The Negro took the glass gingerly. He held it as if it contained nitroglycerin. He looked at it, blinking, bringing the glass slowly under his nose. He blinked. “Where’d you git dis hyer?” Weddel didn’t answer. He had taken up the finished slipper, looking at it. The Negro held the glass under his nose. “It smell kind of like it ought to,” he said. “But I be dawg ef it look like anything. Dese folks fixing to pizen you.” He tipped the glass and sipped gingerly, and lowered the glass, blinking.
“I didn’t drink any of it,” Weddel said. He set the slipper down.
“You better hadn’t,” the Negro said. “When here I done been fo years trying to take care of you en git you back home like whut Mistis tole me to do, and here you sleeping in folks’ barns at night like a tramp, like a pater-roller nigger—” He put the glass to his lips, tilting it and his head in a single jerk.
He lowered the glass, empty; his eyes were closed; he said, “Whuf!” shaking his head with a violent, shuddering motion. “It smells right, and it act right. But I be dawg ef it look right. I reckon you better let it alone, like you started out. When dey try to make you drink it you send um to me. I done already stood so much I reckon I can stand a little mo fer Mistis’ sake.”
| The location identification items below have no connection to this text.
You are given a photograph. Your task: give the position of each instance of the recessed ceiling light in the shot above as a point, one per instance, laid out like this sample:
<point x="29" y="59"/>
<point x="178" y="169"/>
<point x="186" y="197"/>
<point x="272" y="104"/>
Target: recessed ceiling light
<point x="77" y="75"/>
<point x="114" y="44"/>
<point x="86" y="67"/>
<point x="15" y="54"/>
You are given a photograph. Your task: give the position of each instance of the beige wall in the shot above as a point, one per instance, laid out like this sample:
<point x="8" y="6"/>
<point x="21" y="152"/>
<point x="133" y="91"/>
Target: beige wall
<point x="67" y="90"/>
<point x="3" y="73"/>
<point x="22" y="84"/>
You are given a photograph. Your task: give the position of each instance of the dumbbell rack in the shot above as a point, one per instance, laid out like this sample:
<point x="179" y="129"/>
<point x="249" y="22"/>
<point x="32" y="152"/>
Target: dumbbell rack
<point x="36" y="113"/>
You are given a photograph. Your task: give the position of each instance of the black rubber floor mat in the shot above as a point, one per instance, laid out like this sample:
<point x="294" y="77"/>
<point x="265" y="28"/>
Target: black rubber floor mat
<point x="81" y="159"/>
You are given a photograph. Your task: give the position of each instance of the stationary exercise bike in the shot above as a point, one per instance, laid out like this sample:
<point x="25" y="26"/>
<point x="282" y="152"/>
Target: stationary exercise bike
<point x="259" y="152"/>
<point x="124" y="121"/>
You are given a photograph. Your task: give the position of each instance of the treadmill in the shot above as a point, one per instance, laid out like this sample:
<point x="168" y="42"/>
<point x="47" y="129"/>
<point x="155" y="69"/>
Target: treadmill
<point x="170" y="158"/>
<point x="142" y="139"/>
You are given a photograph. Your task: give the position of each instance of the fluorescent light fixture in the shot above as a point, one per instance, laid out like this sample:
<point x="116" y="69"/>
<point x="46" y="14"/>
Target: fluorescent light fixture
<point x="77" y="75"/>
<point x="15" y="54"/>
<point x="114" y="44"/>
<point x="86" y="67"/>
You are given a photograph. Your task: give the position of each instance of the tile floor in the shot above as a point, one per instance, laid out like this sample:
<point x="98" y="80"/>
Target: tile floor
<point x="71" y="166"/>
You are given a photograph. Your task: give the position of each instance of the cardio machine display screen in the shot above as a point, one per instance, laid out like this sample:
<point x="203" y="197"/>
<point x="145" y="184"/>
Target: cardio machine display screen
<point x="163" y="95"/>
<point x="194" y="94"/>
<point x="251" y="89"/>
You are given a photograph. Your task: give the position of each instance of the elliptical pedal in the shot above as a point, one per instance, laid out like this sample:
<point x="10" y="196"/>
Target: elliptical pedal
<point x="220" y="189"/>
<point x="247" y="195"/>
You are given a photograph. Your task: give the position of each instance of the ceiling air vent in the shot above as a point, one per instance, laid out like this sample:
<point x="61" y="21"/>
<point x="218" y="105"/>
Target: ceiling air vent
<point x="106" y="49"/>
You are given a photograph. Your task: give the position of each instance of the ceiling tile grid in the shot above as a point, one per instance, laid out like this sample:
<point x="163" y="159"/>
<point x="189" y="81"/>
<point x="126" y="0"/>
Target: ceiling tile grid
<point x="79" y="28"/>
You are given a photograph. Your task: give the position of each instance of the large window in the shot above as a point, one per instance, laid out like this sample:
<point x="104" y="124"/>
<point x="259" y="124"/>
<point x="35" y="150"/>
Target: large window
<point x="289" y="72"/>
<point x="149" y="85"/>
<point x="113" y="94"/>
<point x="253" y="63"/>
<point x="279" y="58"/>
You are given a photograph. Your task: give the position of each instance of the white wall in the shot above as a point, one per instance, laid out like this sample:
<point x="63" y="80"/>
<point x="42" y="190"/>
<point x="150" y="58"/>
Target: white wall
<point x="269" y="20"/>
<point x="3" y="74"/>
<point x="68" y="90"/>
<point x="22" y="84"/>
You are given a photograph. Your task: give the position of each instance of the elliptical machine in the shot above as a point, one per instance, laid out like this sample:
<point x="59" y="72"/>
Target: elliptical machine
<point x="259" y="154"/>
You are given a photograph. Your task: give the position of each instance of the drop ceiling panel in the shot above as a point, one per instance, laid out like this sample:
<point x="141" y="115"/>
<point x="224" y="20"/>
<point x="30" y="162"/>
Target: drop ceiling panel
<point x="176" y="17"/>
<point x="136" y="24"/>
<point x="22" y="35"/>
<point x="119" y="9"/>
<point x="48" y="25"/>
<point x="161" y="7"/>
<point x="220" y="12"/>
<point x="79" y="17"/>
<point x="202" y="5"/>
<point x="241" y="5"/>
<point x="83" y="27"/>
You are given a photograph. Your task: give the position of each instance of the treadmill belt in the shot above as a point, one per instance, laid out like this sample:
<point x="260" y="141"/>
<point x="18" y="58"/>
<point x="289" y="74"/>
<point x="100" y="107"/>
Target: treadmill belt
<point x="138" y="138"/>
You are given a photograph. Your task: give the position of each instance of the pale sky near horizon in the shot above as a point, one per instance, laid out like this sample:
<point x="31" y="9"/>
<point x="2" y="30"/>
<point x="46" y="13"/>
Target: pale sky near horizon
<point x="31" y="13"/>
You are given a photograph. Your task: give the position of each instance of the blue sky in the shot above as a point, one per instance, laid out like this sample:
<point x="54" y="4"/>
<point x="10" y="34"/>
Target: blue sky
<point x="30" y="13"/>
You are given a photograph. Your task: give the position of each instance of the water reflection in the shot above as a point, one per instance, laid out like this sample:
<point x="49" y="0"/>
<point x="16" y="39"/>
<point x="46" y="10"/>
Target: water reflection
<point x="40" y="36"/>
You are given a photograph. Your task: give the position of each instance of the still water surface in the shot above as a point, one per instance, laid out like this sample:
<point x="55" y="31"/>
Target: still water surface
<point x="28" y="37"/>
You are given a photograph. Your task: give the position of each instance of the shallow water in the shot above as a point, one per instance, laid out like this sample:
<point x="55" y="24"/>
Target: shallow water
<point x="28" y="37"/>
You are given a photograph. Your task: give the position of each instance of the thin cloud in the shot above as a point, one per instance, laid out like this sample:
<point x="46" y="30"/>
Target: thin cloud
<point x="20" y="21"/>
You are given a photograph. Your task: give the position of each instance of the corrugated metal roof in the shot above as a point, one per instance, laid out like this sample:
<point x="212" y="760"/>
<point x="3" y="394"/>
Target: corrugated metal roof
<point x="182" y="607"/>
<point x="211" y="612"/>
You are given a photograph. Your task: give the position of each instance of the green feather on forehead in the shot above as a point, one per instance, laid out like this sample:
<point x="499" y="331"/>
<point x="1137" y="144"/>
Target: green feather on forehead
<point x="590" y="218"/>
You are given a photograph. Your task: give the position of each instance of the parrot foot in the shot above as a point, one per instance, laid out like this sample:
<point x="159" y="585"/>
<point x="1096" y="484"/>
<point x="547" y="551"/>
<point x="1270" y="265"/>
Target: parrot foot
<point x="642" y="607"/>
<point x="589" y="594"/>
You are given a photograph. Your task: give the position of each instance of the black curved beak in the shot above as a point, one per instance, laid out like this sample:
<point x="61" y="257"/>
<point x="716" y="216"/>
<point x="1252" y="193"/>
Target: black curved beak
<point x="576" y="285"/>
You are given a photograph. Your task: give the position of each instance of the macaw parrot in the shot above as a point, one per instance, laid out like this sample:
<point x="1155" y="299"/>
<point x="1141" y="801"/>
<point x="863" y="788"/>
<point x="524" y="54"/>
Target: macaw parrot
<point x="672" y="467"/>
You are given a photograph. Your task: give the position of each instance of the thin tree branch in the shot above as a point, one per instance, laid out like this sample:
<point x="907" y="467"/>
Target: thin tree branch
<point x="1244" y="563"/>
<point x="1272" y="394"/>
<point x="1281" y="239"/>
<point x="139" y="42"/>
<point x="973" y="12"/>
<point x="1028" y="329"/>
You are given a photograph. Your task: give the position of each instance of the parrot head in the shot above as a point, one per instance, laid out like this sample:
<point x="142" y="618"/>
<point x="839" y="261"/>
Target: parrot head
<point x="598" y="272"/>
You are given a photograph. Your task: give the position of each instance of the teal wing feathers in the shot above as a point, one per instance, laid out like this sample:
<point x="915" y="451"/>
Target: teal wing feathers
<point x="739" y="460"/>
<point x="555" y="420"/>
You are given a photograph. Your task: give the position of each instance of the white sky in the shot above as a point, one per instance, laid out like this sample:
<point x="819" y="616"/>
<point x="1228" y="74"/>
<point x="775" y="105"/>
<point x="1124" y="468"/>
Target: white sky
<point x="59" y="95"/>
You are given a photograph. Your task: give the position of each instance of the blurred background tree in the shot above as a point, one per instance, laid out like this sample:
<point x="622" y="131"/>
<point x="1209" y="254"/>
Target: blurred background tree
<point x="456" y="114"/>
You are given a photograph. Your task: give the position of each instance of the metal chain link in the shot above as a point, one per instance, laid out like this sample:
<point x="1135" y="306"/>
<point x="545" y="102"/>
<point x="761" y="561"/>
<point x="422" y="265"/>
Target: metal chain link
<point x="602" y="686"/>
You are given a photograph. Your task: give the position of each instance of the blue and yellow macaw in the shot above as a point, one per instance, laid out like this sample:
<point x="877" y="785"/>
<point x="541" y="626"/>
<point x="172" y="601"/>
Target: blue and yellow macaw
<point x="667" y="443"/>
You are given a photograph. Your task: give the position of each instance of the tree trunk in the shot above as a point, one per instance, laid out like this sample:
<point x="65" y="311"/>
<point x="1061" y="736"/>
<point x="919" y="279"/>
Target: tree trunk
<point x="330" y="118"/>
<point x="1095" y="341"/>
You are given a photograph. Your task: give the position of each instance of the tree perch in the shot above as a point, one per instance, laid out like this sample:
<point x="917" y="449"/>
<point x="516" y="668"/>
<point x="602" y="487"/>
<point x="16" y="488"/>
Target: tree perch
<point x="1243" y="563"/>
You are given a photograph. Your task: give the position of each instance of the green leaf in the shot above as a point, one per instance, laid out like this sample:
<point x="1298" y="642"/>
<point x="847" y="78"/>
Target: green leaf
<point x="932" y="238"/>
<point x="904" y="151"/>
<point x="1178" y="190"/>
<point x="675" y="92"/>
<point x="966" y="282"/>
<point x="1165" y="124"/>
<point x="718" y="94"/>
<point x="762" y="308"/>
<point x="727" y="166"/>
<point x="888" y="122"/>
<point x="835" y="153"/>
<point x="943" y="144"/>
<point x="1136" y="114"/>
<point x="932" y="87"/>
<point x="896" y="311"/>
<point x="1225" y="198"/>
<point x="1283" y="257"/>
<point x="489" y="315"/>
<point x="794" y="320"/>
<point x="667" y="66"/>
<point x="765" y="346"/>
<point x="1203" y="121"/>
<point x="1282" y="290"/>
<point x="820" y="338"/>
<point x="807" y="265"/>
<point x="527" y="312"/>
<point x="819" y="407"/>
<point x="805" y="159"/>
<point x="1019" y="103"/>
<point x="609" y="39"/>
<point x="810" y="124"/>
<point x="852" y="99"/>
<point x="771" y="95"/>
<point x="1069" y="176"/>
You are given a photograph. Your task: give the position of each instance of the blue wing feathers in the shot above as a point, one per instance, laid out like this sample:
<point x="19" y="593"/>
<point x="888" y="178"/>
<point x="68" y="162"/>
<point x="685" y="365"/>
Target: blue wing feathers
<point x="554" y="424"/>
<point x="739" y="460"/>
He took up the shoe and the cloth again. Weddel stooped above the rucksack. “I want my pistol,” he said.
Again the Negro ceased, the shoe and the cloth poised. “Whut fer?” He leaned and looked up the muddy slope toward the cabin. “Is dese folks Yankees?” he said in a whisper.
“No,” Weddel said, digging in the rucksack with his left hand. The Negro did not seem to hear him.
“In Tennessee? You tole me we was in Tennessee, where Memphis is, even if you never tole me it was all disyer up-and-down land in de Memphis country. I know I never seed none of um when I went to Memphis wid yo paw dat time. But you says so. And now you telling me dem Memphis folks is Yankees?”
“Where is the pistol?” Weddel said.
“I done tole you,” the Negro said. “Acting like you does. Letting dese folks see you come walking up de road, leading Caesar caze you think he tired; making me ride whilst you walks when I can outwalk you any day you ever lived and you knows it, even if I is fawty en you twenty-eight. I ghy tell yo maw. I ghy tell um.”
Weddel rose, in his hand a heavy cap-and-ball revolver. He chuckled it in his single hand, drawing the hammer back, letting it down again. The Negro watched him, crouched like an ape in the blue Union army overcoat. “You put dat thing back,” he said. “De war done wid now. Dey tole us back dar at Ferginny it was done wid. You dont need no pistol now. You put it back, you hear me?”
“I’m going to bathe,” Weddel said. “Is my shirt—”
“Bathe where? In whut? Dese folks aint never seed a bathtub.”
“Bathe at the well. Is my shirt ready?”
“Whut dey is of it. . . . You put dat pistol back, Marse Soshay. I ghy tell yo maw on you. I ghy tell um. I just wish Marster was here.”